Her recovery required her to remain for weeks on a heated, liquid-filled mattress designed for burn patients. She made seven trips to surgery, a prospect her mother says Ashley did not mind much because it was the only time she wasn't in pain. Uninterested in meals, she received nourishment intravenously all summer.
As she improved, she developed a curiosity about health and science that has become a daily interest. She proudly rattles off the steps of her most recent chemistry experiment and uses medical terms that confound her mother.
In the hospital, she painted and strung wildly colored beads. Once home, she kept a journal, writing one-page observations about Halloween and her plan to get a dog.
When she finally began second-grade classes in November, they were in a private school on the west side of town, where she did not face daily reminders of the accident, as she would have at Hazelwood.
Sometimes, she confided recently, she sort of misses being pushed around in a wheelchair.
Ashley still has pain, but it is easing. "At first it felt like the sun was on it -- now it just feels cold," she says.
It took six months before she was comfortable enough to sleep through the night, according to her mother.
The scars from the accident reach beyond the Moores, who are suing the schools, city, state and Hartford Steam Boiler Inspection and Insurance Co. for $6.5 million. Parents of children at Hazelwood say the accident has left them with nagging fears about the physical conditions in the schools.
June Kroll, who has three children at Hazelwood and lives around the corner, rushed to the school that day after seeing the ambulance out front. She could feel the heat in the air when she walked through the front door.
Although all the schools were reinspected after the accident and officials say they have fixed the hazardous conditions that were found in many, Kroll's confidence in the system has not improved much.
"Sooner or later I'm afraid things will go by the wayside again," she said. "If I could afford it, I would probably put my children in the parochial schools. But I don't know that they're maintained any better."

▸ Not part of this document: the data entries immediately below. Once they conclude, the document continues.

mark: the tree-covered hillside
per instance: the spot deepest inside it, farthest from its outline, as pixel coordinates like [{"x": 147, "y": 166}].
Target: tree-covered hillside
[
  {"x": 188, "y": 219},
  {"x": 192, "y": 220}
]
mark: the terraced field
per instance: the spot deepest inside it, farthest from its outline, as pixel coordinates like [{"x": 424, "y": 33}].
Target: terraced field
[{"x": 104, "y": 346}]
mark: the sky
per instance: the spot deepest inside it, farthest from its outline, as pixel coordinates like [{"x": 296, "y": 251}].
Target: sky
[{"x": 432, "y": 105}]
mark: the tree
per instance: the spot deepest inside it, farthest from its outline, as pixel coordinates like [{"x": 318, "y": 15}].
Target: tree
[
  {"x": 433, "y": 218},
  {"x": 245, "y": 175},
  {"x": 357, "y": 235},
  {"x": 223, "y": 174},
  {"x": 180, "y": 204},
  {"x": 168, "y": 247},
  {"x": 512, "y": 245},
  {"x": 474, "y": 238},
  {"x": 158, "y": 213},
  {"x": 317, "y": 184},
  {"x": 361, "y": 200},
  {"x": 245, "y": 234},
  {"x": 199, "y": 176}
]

She and others also ask why it is taking more than a year for officials to explain what exactly happened at Hazelwood, the contributing factors and how conditions became so dangerous throughout the schools.

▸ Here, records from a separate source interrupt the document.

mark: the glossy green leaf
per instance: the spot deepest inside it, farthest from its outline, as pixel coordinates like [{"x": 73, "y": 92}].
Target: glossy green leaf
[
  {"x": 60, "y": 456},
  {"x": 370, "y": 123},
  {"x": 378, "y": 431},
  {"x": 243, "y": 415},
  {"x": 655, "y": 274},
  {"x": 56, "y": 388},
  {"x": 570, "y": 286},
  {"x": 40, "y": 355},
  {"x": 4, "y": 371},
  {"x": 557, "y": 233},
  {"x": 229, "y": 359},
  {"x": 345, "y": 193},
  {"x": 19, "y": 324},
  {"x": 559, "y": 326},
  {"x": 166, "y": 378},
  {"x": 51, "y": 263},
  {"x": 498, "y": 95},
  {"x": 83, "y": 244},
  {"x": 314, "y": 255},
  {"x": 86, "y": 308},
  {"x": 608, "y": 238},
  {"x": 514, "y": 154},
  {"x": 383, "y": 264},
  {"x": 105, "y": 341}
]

Newly released records show that maintenance workers reported the need for a new water-temperature control valve at Hazelwood at least six weeks before the accident. Four days prior to the accident, they alerted school engineers that the school's water temperature could not be controlled.
"There was knowledge that something was wrong, and nothing was done," Moore said.
Members of a state panel investigating widespread discrepancies in boiler inspections at the schools say they don't know when their task will be finished. Only this month did they ask their first questions of school officials and of the private, city-paid Hartford safety inspectors, whose work has been called into question.
"This should have been done by the end of last summer, before schools opened," said Moore.
Another parent, Barbara Donatelli, agreed: "We should have had answers already. They should give us a report of what they found and a plan of action to resolve it."